WordPiece is a subword tokenization algorithm proposed by Google. It works similarly to BPE, but it merges tokens based on likelihood instead of frequency. The likelihood is calculated using the formula \(p(w_{i}, w_{j})/p(w_{i})p(w_{j})\). This approach allows WordPiece to better handle rare and complex words.

Unigram Language Model#

The Unigram Language Model for subword segmentation is a method proposed by Kudo [2018]. This model outputs multiple subword segmentations along with their probabilities, providing a probabilistic approach to subword tokenization.

Assumptions and Probability Calculation#

The Unigram model operates under the assumption that each subword occurs independently. This means that the occurrence of one subword does not affect the occurrence of another. Given a subword sequence \(x=(x_{1}, x_{2}, \cdots, x_{n})\), the probability of the sequence is calculated as the product of the probabilities of each subword: \(p(x)=\prod_{i=1}^{n} p(x_{i})\).

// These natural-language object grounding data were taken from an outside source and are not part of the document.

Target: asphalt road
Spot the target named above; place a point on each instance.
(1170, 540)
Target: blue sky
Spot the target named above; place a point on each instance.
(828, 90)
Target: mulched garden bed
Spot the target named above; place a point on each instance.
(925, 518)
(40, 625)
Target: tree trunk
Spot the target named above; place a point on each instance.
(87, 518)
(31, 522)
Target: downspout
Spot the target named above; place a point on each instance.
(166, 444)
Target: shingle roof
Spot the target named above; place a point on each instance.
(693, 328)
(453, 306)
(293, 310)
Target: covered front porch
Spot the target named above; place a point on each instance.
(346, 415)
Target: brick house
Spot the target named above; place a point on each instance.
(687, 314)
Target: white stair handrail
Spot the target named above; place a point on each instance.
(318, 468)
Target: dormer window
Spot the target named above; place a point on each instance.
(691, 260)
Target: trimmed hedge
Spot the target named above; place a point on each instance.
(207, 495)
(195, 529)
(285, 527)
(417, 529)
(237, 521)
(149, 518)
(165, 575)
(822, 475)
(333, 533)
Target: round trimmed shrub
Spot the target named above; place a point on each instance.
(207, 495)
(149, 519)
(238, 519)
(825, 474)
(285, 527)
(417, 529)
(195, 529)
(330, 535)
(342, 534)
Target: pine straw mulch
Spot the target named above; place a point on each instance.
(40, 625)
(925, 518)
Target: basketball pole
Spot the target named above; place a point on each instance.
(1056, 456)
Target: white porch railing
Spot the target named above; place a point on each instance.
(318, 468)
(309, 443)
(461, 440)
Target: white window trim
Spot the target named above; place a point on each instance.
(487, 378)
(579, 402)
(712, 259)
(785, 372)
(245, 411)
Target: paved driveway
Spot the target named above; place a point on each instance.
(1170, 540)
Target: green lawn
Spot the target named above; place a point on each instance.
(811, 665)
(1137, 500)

For a given sentence \(X\), the most probable segmentation \(x^*\) is the one that maximizes the probability \(P(x)\) over all possible segmentations \(S(X)\): \(x^*=\underset{x \in S(X)}{\operatorname{argmax}} P(x)\).

Estimating Subword Occurrence Probabilities#

The probabilities of subword occurrence \(x_{i}\) are estimated using the Expectation Maximization (EM) algorithm. The EM algorithm is used to maximize the log-likelihood \(L\) of the training data \(D\):

\[ L=\sum_{s = 1}^{|D|} \log(P(X^{(s)})) = \sum_{s = 1}^{|D|} \log(\sum_{x \in S(X^{(S)})} P(x)) \]

Obtaining the Vocabulary#

The procedure for obtaining the vocabulary \(V\) with a desired size is as follows:

  1. Initialize a reasonably big seed vocabulary: The seed vocabulary should be large enough to capture a wide range of subwords in the corpus.

  2. Define a desired vocabulary size: This is the target size for the final vocabulary.

  3. Optimize the subword occurrence probabilities using the EM algorithm by fixing the vocabulary: The EM algorithm is used to adjust the subword occurrence probabilities to maximize the log-likelihood of the training data.

  4. Compute the loss for each subword: The loss of a subword is the decrease in the log-likelihood \(L\) when that subword is removed from the vocabulary.

  5. Sort the subwords by loss and keep the top n% of subwords: The subwords are ranked by their loss, and the top n% are kept. Subwords with a single character are always kept to avoid the out of vocabulary problem.

  6. Repeat steps 3 to 5 until the desired vocabulary size is reached: This process is iterated until the vocabulary has been pruned down to the target size.

The most common way to prepare the seed vocabulary is to use the most frequent substrings and characters in the corpus. This ensures that the initial vocabulary is representative of the corpus. The resulting unigram language model based subword segmentation consists of characters, subwords, and words.

In summary, the Unigram Language Model for subword segmentation provides a flexible and probabilistic approach to subword tokenization. By adjusting the desired vocabulary size and the percentage of subwords kept at each iteration, you can fine-tune the granularity of the subword segmentation to suit your specific needs.

Subword Sampling#

Subword Sampling is a method that trains models with multiple subword segmentations based on a unigram language model. These segmentations are probabilistically sampled during training. This approach exposes the models to various subword segmentations, giving them a better understanding of words and subwords.

BPE-Dropout#

BPE-dropout is a subword regularization method based on BPE. It keeps the BPE vocabulary and the merge table as original while changing the segmentation procedure. Some merges are randomly removed with a probability of \(p\) at each merge step, thus giving multiple segmentations for the same word. This method exposes the models to various subword segmentations, allowing them to have a better understanding of words and subwords.

Conclusion#

Choosing the right subword tokenization algorithm depends on the specific requirements of the task at hand. Each algorithm has its strengths and weaknesses, and understanding these can help in making an informed decision. Whether it’s BPE, WordPiece, Unigram, or any other method, the goal is to transform the text into a format that can be effectively processed by machine learning algorithms.